I find it very disturbing that my mother makes fun of some people and loads praise on others. In her view everyone is judged and juried in the first few minutes. Maybe she is a commedian. Her delivery while she is blurting out her descriptions of people would be comical if it weren't so hurtful.
I think she might have a writer's brain. Her running commentary on the world is detailed and descriptive. When I roll my eyes and say "Don't say that so loud, Mom, people can hear you." She just laughs. She likes to be in the spotlight. Maybe she really should have been a circuit judge reigning over her court and sentencing people to their fates.
Her profession was nursing and I am sure her attention to detail and control came in handy on the wards of many hospitals. I bet she didn't miss a thing and to hear her stories some people appreciated that and some did not. She speaks of an orderly who threatened to kill her and brags about being offered the rank of Commander for her work in the Navy.
I am just a lowly pion struggling under her watchful eye and hoping I am not one of her funny people. Frequently I am told that my blouse is just not acceptable or my hair is too yellow. I try very hard to let the things she says slide off my back like water off a duck. I draw the line at racial slurrs and I think we are finally clear on that one at least.

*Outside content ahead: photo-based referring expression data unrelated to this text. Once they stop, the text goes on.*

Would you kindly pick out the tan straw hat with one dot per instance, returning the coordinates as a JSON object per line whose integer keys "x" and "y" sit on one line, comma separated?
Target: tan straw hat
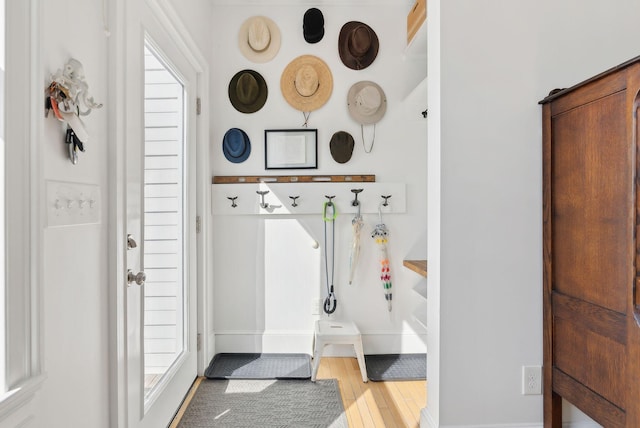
{"x": 259, "y": 39}
{"x": 306, "y": 83}
{"x": 366, "y": 102}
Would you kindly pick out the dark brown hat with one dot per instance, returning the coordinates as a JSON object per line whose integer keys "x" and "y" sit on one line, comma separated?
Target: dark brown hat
{"x": 341, "y": 146}
{"x": 313, "y": 25}
{"x": 248, "y": 91}
{"x": 357, "y": 45}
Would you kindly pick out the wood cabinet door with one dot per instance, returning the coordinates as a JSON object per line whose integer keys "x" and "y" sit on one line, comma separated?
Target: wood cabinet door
{"x": 590, "y": 330}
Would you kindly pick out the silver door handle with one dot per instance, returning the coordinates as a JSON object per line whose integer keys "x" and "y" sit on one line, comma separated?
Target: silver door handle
{"x": 131, "y": 243}
{"x": 139, "y": 278}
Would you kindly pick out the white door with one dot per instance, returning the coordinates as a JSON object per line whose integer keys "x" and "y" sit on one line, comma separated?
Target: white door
{"x": 161, "y": 254}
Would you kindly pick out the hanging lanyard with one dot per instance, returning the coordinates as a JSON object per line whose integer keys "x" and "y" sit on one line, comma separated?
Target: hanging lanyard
{"x": 330, "y": 302}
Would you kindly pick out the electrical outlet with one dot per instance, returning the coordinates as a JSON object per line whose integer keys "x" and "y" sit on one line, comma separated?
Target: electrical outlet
{"x": 531, "y": 380}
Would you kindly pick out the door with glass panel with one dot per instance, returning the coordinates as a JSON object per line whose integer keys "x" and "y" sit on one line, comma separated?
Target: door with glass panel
{"x": 161, "y": 292}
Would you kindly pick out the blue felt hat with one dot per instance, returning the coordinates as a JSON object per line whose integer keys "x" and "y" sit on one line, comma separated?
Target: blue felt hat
{"x": 236, "y": 145}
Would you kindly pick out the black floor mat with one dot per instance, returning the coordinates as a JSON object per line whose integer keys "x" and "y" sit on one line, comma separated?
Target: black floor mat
{"x": 381, "y": 367}
{"x": 259, "y": 366}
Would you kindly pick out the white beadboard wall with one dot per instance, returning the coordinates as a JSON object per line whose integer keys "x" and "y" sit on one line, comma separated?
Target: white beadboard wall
{"x": 266, "y": 272}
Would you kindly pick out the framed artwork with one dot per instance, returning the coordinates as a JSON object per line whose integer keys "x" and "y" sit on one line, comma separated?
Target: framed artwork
{"x": 291, "y": 148}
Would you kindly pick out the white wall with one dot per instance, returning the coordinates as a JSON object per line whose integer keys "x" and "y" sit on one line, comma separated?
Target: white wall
{"x": 75, "y": 273}
{"x": 498, "y": 59}
{"x": 75, "y": 258}
{"x": 246, "y": 318}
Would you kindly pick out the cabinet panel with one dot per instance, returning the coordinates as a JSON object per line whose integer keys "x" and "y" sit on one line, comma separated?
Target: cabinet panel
{"x": 592, "y": 203}
{"x": 590, "y": 249}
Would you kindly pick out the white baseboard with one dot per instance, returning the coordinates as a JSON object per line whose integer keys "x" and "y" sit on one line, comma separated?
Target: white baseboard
{"x": 302, "y": 342}
{"x": 428, "y": 423}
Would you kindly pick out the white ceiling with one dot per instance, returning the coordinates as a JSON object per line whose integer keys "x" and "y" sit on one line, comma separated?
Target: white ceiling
{"x": 318, "y": 3}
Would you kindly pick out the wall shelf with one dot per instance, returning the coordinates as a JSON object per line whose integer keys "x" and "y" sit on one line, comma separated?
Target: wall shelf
{"x": 418, "y": 266}
{"x": 243, "y": 179}
{"x": 309, "y": 197}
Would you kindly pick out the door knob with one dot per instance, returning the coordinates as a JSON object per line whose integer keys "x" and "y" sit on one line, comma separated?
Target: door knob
{"x": 139, "y": 278}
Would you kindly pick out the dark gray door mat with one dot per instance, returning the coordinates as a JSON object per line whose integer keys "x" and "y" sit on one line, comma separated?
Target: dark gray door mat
{"x": 259, "y": 366}
{"x": 381, "y": 367}
{"x": 265, "y": 403}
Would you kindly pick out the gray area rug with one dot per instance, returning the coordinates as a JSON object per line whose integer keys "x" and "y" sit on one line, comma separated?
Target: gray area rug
{"x": 259, "y": 366}
{"x": 265, "y": 403}
{"x": 381, "y": 367}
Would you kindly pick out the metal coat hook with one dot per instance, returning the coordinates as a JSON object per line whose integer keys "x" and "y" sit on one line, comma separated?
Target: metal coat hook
{"x": 356, "y": 202}
{"x": 262, "y": 203}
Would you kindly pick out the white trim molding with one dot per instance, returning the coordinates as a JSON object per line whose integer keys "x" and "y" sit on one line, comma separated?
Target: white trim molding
{"x": 23, "y": 212}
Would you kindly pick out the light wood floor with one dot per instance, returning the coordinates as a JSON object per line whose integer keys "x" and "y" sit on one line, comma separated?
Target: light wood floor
{"x": 367, "y": 405}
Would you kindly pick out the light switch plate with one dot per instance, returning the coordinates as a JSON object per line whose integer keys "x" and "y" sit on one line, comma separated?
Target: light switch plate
{"x": 72, "y": 203}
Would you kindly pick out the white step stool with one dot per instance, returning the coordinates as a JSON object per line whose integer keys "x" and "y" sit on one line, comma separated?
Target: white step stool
{"x": 337, "y": 333}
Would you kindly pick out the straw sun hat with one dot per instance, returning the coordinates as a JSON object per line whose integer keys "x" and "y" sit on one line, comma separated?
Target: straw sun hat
{"x": 366, "y": 102}
{"x": 306, "y": 83}
{"x": 259, "y": 39}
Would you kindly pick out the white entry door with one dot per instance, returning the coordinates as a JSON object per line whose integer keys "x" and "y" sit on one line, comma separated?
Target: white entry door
{"x": 161, "y": 251}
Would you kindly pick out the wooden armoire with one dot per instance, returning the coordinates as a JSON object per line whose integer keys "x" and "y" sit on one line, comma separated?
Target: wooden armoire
{"x": 591, "y": 251}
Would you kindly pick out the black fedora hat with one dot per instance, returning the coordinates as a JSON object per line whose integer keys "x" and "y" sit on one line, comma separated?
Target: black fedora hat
{"x": 341, "y": 146}
{"x": 313, "y": 25}
{"x": 357, "y": 45}
{"x": 248, "y": 91}
{"x": 236, "y": 145}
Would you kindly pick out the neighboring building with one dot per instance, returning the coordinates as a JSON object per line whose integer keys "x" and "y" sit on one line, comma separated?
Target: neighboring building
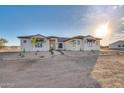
{"x": 117, "y": 45}
{"x": 76, "y": 43}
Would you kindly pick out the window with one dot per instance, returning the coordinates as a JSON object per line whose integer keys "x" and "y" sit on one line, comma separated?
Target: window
{"x": 60, "y": 45}
{"x": 24, "y": 41}
{"x": 119, "y": 45}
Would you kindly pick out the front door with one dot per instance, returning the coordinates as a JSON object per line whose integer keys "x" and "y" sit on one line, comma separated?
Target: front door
{"x": 52, "y": 43}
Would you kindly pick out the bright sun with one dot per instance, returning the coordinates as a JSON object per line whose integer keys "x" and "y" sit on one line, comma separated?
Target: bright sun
{"x": 102, "y": 30}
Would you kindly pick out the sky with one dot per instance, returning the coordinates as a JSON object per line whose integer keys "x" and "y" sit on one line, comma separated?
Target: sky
{"x": 106, "y": 22}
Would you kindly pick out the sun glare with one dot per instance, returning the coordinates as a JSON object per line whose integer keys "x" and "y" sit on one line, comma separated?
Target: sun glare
{"x": 102, "y": 30}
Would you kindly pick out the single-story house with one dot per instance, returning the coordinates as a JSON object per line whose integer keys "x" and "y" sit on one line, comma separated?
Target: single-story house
{"x": 117, "y": 45}
{"x": 76, "y": 43}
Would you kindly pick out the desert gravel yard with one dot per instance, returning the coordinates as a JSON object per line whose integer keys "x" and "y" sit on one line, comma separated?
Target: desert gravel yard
{"x": 71, "y": 70}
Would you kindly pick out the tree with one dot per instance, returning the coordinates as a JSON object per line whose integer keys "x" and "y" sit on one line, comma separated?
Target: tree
{"x": 3, "y": 42}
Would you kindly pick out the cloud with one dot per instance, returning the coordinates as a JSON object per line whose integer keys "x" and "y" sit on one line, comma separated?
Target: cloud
{"x": 117, "y": 7}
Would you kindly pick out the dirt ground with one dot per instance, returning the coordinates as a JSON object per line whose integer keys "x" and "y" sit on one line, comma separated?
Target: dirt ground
{"x": 71, "y": 70}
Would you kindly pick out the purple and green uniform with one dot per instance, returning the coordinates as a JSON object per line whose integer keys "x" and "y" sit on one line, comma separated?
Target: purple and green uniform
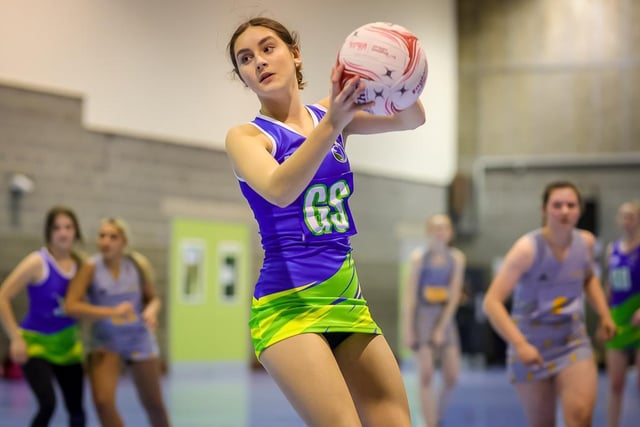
{"x": 624, "y": 281}
{"x": 47, "y": 331}
{"x": 548, "y": 308}
{"x": 308, "y": 282}
{"x": 130, "y": 338}
{"x": 433, "y": 293}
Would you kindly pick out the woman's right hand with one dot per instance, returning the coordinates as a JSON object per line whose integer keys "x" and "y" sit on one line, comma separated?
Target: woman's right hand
{"x": 18, "y": 350}
{"x": 343, "y": 100}
{"x": 528, "y": 354}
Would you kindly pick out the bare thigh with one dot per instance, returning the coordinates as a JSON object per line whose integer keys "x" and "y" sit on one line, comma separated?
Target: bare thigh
{"x": 146, "y": 375}
{"x": 306, "y": 371}
{"x": 450, "y": 360}
{"x": 617, "y": 364}
{"x": 539, "y": 402}
{"x": 577, "y": 386}
{"x": 104, "y": 372}
{"x": 373, "y": 376}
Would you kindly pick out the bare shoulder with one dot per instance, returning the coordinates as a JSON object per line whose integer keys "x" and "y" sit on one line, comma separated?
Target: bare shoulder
{"x": 246, "y": 136}
{"x": 458, "y": 255}
{"x": 588, "y": 237}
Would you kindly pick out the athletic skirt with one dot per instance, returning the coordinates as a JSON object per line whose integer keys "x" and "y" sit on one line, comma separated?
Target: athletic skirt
{"x": 333, "y": 305}
{"x": 427, "y": 317}
{"x": 561, "y": 344}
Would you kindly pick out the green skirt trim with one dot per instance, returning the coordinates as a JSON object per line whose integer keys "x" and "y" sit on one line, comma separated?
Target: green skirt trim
{"x": 62, "y": 348}
{"x": 627, "y": 335}
{"x": 334, "y": 305}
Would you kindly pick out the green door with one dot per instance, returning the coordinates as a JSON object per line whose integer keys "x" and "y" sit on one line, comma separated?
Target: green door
{"x": 209, "y": 297}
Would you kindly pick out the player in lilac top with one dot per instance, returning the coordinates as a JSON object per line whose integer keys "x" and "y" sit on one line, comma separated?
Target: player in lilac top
{"x": 623, "y": 285}
{"x": 310, "y": 324}
{"x": 549, "y": 270}
{"x": 115, "y": 289}
{"x": 46, "y": 343}
{"x": 431, "y": 300}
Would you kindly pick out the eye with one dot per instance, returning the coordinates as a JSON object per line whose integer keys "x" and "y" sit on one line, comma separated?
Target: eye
{"x": 244, "y": 58}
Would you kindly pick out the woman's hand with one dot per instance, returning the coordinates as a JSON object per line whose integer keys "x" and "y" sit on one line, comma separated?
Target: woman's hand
{"x": 437, "y": 336}
{"x": 343, "y": 103}
{"x": 410, "y": 340}
{"x": 18, "y": 350}
{"x": 607, "y": 329}
{"x": 528, "y": 354}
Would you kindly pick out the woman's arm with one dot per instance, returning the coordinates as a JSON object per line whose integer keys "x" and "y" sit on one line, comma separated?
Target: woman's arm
{"x": 29, "y": 270}
{"x": 281, "y": 184}
{"x": 517, "y": 261}
{"x": 594, "y": 293}
{"x": 410, "y": 301}
{"x": 75, "y": 304}
{"x": 152, "y": 301}
{"x": 455, "y": 291}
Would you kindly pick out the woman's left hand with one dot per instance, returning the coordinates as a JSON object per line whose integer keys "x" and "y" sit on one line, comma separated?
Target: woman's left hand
{"x": 150, "y": 317}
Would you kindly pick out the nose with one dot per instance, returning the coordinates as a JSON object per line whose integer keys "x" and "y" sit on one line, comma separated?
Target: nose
{"x": 260, "y": 63}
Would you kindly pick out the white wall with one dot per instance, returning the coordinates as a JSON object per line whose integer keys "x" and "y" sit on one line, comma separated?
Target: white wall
{"x": 159, "y": 68}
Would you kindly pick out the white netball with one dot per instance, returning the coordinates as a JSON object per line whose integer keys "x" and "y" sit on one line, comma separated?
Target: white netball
{"x": 392, "y": 61}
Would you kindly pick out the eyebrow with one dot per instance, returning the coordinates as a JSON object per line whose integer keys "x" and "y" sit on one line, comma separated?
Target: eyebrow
{"x": 260, "y": 43}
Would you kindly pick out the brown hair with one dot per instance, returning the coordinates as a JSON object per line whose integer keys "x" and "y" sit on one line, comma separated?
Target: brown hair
{"x": 556, "y": 185}
{"x": 50, "y": 221}
{"x": 290, "y": 38}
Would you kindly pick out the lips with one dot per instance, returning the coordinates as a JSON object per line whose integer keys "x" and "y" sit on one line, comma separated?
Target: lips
{"x": 265, "y": 76}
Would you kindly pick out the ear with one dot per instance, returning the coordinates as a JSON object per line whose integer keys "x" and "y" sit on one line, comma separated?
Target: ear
{"x": 297, "y": 57}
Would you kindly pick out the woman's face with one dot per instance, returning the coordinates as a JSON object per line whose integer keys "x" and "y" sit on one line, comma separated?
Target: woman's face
{"x": 629, "y": 218}
{"x": 63, "y": 233}
{"x": 562, "y": 208}
{"x": 265, "y": 62}
{"x": 440, "y": 229}
{"x": 111, "y": 241}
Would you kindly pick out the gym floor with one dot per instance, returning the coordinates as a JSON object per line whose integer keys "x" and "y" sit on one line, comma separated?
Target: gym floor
{"x": 225, "y": 395}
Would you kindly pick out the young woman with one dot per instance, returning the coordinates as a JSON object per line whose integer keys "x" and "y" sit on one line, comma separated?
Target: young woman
{"x": 431, "y": 300}
{"x": 118, "y": 285}
{"x": 623, "y": 286}
{"x": 46, "y": 343}
{"x": 550, "y": 354}
{"x": 310, "y": 324}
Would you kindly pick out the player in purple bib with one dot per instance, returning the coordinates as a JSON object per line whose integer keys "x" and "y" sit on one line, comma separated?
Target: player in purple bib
{"x": 46, "y": 343}
{"x": 310, "y": 323}
{"x": 549, "y": 355}
{"x": 623, "y": 285}
{"x": 115, "y": 289}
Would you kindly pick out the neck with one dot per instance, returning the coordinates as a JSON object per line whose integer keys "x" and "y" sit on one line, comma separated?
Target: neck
{"x": 59, "y": 253}
{"x": 113, "y": 261}
{"x": 436, "y": 246}
{"x": 557, "y": 238}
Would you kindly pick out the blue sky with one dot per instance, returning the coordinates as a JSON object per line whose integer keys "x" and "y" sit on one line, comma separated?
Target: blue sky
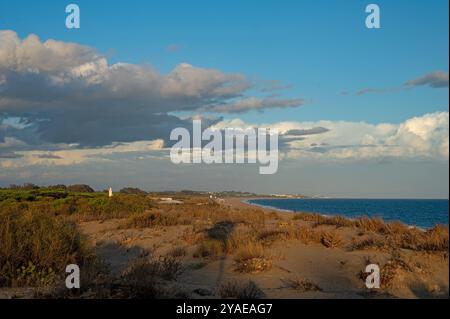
{"x": 321, "y": 48}
{"x": 381, "y": 95}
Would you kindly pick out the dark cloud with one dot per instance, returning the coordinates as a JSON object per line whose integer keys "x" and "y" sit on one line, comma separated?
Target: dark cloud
{"x": 311, "y": 131}
{"x": 437, "y": 79}
{"x": 68, "y": 93}
{"x": 48, "y": 156}
{"x": 10, "y": 155}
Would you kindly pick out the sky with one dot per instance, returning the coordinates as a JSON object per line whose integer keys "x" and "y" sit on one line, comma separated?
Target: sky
{"x": 97, "y": 104}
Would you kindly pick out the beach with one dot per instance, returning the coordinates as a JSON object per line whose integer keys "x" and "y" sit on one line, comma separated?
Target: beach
{"x": 204, "y": 248}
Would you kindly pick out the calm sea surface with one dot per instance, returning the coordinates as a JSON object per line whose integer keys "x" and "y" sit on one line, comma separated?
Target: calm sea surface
{"x": 420, "y": 212}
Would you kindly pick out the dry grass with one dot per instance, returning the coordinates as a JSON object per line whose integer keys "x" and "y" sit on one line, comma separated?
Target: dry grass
{"x": 331, "y": 239}
{"x": 142, "y": 279}
{"x": 301, "y": 285}
{"x": 177, "y": 252}
{"x": 235, "y": 289}
{"x": 35, "y": 248}
{"x": 252, "y": 258}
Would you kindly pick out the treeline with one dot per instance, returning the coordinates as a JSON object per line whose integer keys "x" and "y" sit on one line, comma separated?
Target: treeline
{"x": 77, "y": 188}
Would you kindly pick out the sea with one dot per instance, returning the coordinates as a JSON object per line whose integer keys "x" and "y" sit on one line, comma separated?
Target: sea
{"x": 423, "y": 213}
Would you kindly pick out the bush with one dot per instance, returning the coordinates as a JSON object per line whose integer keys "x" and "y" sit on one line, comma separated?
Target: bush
{"x": 35, "y": 248}
{"x": 252, "y": 258}
{"x": 81, "y": 188}
{"x": 132, "y": 191}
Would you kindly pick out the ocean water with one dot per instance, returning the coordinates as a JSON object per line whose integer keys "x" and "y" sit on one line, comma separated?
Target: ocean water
{"x": 423, "y": 213}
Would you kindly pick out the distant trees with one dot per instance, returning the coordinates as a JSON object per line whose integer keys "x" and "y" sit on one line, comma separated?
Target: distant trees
{"x": 80, "y": 188}
{"x": 133, "y": 190}
{"x": 26, "y": 186}
{"x": 58, "y": 187}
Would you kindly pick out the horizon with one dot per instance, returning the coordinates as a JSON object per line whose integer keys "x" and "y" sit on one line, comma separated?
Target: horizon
{"x": 361, "y": 113}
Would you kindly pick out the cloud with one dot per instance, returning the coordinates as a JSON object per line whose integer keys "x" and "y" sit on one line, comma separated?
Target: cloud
{"x": 252, "y": 104}
{"x": 10, "y": 155}
{"x": 437, "y": 79}
{"x": 311, "y": 131}
{"x": 69, "y": 94}
{"x": 173, "y": 48}
{"x": 422, "y": 137}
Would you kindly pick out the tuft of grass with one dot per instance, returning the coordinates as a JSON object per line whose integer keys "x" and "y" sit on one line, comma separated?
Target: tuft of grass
{"x": 35, "y": 247}
{"x": 301, "y": 285}
{"x": 331, "y": 239}
{"x": 177, "y": 252}
{"x": 252, "y": 258}
{"x": 235, "y": 289}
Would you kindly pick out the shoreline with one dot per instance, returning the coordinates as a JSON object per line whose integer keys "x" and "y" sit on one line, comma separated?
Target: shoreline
{"x": 281, "y": 210}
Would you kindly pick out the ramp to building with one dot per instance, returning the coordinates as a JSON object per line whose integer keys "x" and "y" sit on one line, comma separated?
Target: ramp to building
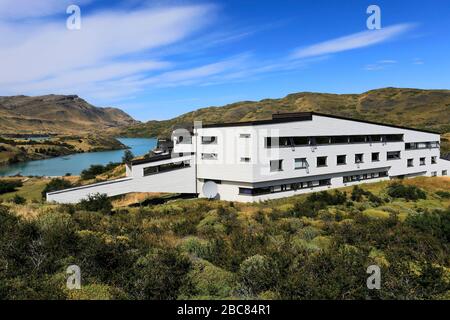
{"x": 145, "y": 177}
{"x": 110, "y": 188}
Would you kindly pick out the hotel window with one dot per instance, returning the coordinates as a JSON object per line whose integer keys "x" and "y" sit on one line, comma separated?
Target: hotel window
{"x": 209, "y": 156}
{"x": 394, "y": 138}
{"x": 410, "y": 162}
{"x": 340, "y": 160}
{"x": 339, "y": 139}
{"x": 321, "y": 161}
{"x": 359, "y": 158}
{"x": 209, "y": 140}
{"x": 276, "y": 165}
{"x": 393, "y": 155}
{"x": 375, "y": 138}
{"x": 300, "y": 163}
{"x": 323, "y": 140}
{"x": 434, "y": 144}
{"x": 357, "y": 139}
{"x": 166, "y": 167}
{"x": 375, "y": 156}
{"x": 300, "y": 141}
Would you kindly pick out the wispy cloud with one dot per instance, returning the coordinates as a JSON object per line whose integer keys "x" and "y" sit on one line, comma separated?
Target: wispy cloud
{"x": 120, "y": 54}
{"x": 379, "y": 65}
{"x": 47, "y": 55}
{"x": 353, "y": 41}
{"x": 21, "y": 9}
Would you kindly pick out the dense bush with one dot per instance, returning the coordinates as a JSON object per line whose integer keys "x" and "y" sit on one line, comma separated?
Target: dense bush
{"x": 19, "y": 199}
{"x": 318, "y": 201}
{"x": 398, "y": 190}
{"x": 98, "y": 202}
{"x": 56, "y": 185}
{"x": 197, "y": 249}
{"x": 9, "y": 186}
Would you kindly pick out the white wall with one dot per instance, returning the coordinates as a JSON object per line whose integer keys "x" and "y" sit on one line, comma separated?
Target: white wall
{"x": 176, "y": 181}
{"x": 230, "y": 148}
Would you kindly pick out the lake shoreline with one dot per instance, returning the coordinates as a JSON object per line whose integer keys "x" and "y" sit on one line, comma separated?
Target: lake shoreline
{"x": 24, "y": 148}
{"x": 74, "y": 163}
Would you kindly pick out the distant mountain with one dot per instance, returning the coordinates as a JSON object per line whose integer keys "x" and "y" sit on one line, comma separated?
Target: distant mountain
{"x": 57, "y": 114}
{"x": 416, "y": 108}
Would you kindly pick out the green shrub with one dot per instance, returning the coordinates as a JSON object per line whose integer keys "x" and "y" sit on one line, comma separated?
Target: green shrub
{"x": 443, "y": 194}
{"x": 19, "y": 199}
{"x": 398, "y": 190}
{"x": 160, "y": 275}
{"x": 435, "y": 223}
{"x": 257, "y": 273}
{"x": 318, "y": 201}
{"x": 98, "y": 202}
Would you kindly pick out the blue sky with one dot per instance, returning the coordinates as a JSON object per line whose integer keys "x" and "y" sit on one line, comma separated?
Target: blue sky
{"x": 158, "y": 59}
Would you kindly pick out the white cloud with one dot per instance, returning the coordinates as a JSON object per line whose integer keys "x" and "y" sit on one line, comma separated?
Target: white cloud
{"x": 21, "y": 9}
{"x": 353, "y": 41}
{"x": 380, "y": 65}
{"x": 44, "y": 57}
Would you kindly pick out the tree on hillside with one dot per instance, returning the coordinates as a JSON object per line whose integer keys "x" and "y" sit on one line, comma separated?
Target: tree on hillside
{"x": 127, "y": 156}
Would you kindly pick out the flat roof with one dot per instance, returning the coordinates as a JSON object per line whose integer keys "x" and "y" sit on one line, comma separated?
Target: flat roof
{"x": 303, "y": 116}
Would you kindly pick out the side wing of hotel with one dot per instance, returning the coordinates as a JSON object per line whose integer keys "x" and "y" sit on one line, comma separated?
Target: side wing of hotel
{"x": 290, "y": 154}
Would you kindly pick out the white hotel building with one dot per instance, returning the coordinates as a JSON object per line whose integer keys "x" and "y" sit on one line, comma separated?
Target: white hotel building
{"x": 290, "y": 154}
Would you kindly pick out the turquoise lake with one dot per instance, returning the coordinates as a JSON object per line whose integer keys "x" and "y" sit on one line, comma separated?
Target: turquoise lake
{"x": 76, "y": 163}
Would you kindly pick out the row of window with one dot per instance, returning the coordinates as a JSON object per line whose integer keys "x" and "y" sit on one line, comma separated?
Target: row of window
{"x": 434, "y": 173}
{"x": 166, "y": 167}
{"x": 422, "y": 161}
{"x": 275, "y": 142}
{"x": 365, "y": 176}
{"x": 421, "y": 145}
{"x": 302, "y": 163}
{"x": 284, "y": 187}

Every day I get the run down on what is happening in her neighborhood. It is never dull. Her poor neighbors would be aghast at how she laughs about their foibles. In a litany of details I hear about how one of them fell off the porch or wandered too far off the lane. She really should write it all down as she thinks it is hilarious.
I don't like to make fun of people. It is in my genes tho because I constantly make fun of her in my own mind. I am someone who does not agree with what she thinks but has the power to lord the truth over her. My truth is respect and peace for all people. I think I am like that in direct rebellion to who she is. I am learning so much from being close to her at the end of our lives. I just want to shake her sometimes and say "Don't be so mean." I need to learn that lesson too.
She likes drama. It is all an epic play where people are tripped up by mistakes they have made and she comes to the rescue of them all. She is very hard on herself too and has no tolerance for weakness. I think it shows great insecurity. I feel sorry for her but it doesn't excuse her smirks and condescending attitude. I am embarassed for her but she shows no remorse.
All my life she has put me down. I am not her victim anymore but I can't see her changing her tune at 94. We all live with our faults and grow old in direct response to our past. Now she has a daughter who makes fun of her on the internet. I think she asked for that. What is my fate if I don't change?